Réforme des retraites: que risquent les syndicalistes qui coupent le courant pour protester?

La CGT Énergie a décrété ce jeudi "journée de la sobriété énergétique". Des employés occupent des centrales de production d'électricité un peu partout en France, notamment à Saint-Ouen où les salariés ont notamment coupé le courant au Stade de France.
Depuis quelques jours ces coupures de courant se multiplient en protestation à la réforme des retraites. De la permanence du président du Sénat Gérard Larcher dans les Yvelines à la ville d'Annonay en Ardèche la commune du ministre du Travail Olivier Dussopt en passant par des territoires dans le Pas-de-Calais, le centre de Lyon, des préfectures du sud ouest comme à Albi ou Périgueux… Au total ce sont plusieurs milliers de résidents qui ont été touchés par ces délestages qui ne durent en général pas plus de deux heures.
Des actions qui pourraient même s'amplifier. Sébastien Menesplier, le secrétaire général de la CGT Mines-Énergies, a prévenu que des coupures ciblées, des baisses de production d'électricité et des occupations de site devraient se multiplier ces prochaines semaines. Selon le syndicat, ce type d'action ne serait pas illégal.
De 1500 à 30.000 euros d'amende
Un point de vue que ne partagent pas les juristes spécialistes de droit social qui pointent deux types de menaces pour les auteurs de ces coupures. Des sanctions disciplinaires et pénales.
Sur le volet disciplinaire, les salariés qu’ils soient employés par le distributeur Enedis ou le gestionnaire de réseau RTE s’exposent à un licenciement pour "faute grave". Mais ils encourent aussi des poursuites pénales.
L’article R323-37 du Code de l’énergie punit en effet d’une contravention de 5ème classe, soit 1500 euros, "toute personne non autorisée par le gestionnaire du réseau qui manœuvre un élément ou actionne un dispositif sur le réseau."
Toute la question de l'interprétation juridique est de savoir si les salariés concernés peuvent être considérés comme "non autorisée par le gestionnaire du réseau".
Mais les sanctions peuvent être encore plus lourdes si les auteurs sont accusés de dégradation.
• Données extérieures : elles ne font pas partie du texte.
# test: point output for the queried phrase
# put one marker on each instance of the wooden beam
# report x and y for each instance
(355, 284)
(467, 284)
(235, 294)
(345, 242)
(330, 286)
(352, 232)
Un délit pour lequel le code pénal prévoit jusqu’à deux ans de prison et 30.000 euros d’amende. A priori, aucune dégradation n'aurait été constatée sur les installations.
Enedis a en tout cas annoncé qu’ils avaient déposé des plaintes comme ils le font à chaque fois que des "coupures sauvages" sont signalées.
Des auteurs difficilement identifiables
Mais dans les faits, les auteurs sont très rarement sanctionnés. La difficulté pour la Justice est d’identifier les auteurs qui agissent généralement cagoulées et évitent les caméras de vidéosurveillance.
La controverse peut aussi porter sur la définition de ces actes. Les coupures sont-elles rattachables au droit de grève ou en sont-elles exclues? Sur ce point la justice semble avoir tranché. En 2006 par exemple, la cour d’appel de Versailles avait confirmé la condamnation de la CGT à une peine d’amende pour des "coupures sauvages" de gaz et d’électricité remontant en 1998.
Reste enfin la question du mode opératoire qui peut avoir une influence sur la sanction potentielle. Le 28 février dernier, quatre salariés de RTE ont ainsi comparu devant la Tribunal correctionnel de Paris sur des motifs d'"entrave, sabotage et introduction frauduleuse de données" dans le système informatique du gestionnaire de réseau électrique.
Dans le contexte d'un mouvement de grève à l'été dernier, ces salariés avaient interrompu depuis un ordinateur les communications entre le centre de pilotage parisien et 14 postes en région. Ce qui avait donné suite à une enquête de la DGSI qui les soupçonnait de cyberattaque. Ils encourent jusqu'à 15 ans de prison avec ce chef d'accusation.